The Cellex serologic POC qSARS-CoV-2 IgG/IgM Rapid Test (Cellex, Inc.) utilizes a lateral flow immunoassay, which qualitatively detects IgM and/or IgG antibodies from whole-blood specimens. A blood specimen flows by capillary action along the cassette and, if anti–SARS-CoV-2 IgM or IgG antibodies are present, they will bind to recombinant SARS-CoV-2 antigens present on the test strip. The presence of these antibody-antigen complexes are then detected by a colorimetric change, which is revealed when the complexes are captured by anti–human IgG or anti–human IgM antibodies. The results are available in approximately 15 to 20 minutes. Of note, currently POC serology tests must be performed in conjunction with a CLIA (Clinical Laboratory Improvement Amendments)–licensed laboratory and cannot be performed in locations with only a CLIA waiver, such as a physician office.

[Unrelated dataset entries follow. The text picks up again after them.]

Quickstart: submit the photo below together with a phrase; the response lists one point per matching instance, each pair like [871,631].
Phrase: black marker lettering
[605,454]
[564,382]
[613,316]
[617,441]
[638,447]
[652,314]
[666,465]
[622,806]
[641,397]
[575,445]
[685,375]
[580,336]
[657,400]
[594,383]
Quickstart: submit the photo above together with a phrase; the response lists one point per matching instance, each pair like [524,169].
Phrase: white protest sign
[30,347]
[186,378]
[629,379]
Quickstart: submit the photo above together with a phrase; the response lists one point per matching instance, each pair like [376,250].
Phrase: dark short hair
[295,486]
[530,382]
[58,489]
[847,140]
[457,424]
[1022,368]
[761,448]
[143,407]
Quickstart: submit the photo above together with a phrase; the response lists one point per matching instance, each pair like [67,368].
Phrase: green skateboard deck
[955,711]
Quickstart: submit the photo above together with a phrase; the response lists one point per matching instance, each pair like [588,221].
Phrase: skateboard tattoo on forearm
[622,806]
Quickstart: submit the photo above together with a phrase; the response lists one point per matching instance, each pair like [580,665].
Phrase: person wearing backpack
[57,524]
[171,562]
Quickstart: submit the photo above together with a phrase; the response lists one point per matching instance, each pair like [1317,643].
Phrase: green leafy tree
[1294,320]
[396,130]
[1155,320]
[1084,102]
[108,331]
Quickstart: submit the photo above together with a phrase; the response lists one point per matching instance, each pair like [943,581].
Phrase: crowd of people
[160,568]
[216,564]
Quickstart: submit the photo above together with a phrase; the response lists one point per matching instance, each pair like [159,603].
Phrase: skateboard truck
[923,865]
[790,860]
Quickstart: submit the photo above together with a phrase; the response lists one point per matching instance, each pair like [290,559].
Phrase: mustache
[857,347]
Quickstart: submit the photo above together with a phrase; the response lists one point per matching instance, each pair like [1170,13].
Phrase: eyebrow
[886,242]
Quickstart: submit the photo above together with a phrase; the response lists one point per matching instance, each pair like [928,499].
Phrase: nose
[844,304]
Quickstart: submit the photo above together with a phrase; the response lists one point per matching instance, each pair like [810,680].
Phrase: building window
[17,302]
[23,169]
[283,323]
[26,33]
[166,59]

Finally, there is now an antigen detection assay available from Quidel Corporation (Sofia 2 SARS Antigen FIA) that uses a lateral flow immunofluorescent sandwich assay technique for detection of the nucleocapsid protein antigen of SARS-CoV and SARS-CoV-2. In theory, viral proteins can be detected using one of a number of antigen capture methods (eg, antibodies, aptamers). Such tests are used routinely for other viral assays (eg, human immunodeficiency virus [HIV] p24 antigen as part of 4th– and 5th-generation HIV tests), and also for hepatitis B surface antigen. Like molecular assays, antigen detection tests can be used to detect active SARS-CoV-2 infection.
In summary, molecular and serological tests provide meaningful data for treating patients with COVID-19. However, each category has different clinical utility, different characteristics, and different limitations. Clinical laboratories continue to develop new assays and implement increased testing capabilities to meet the high demands for patient testing during this pandemic.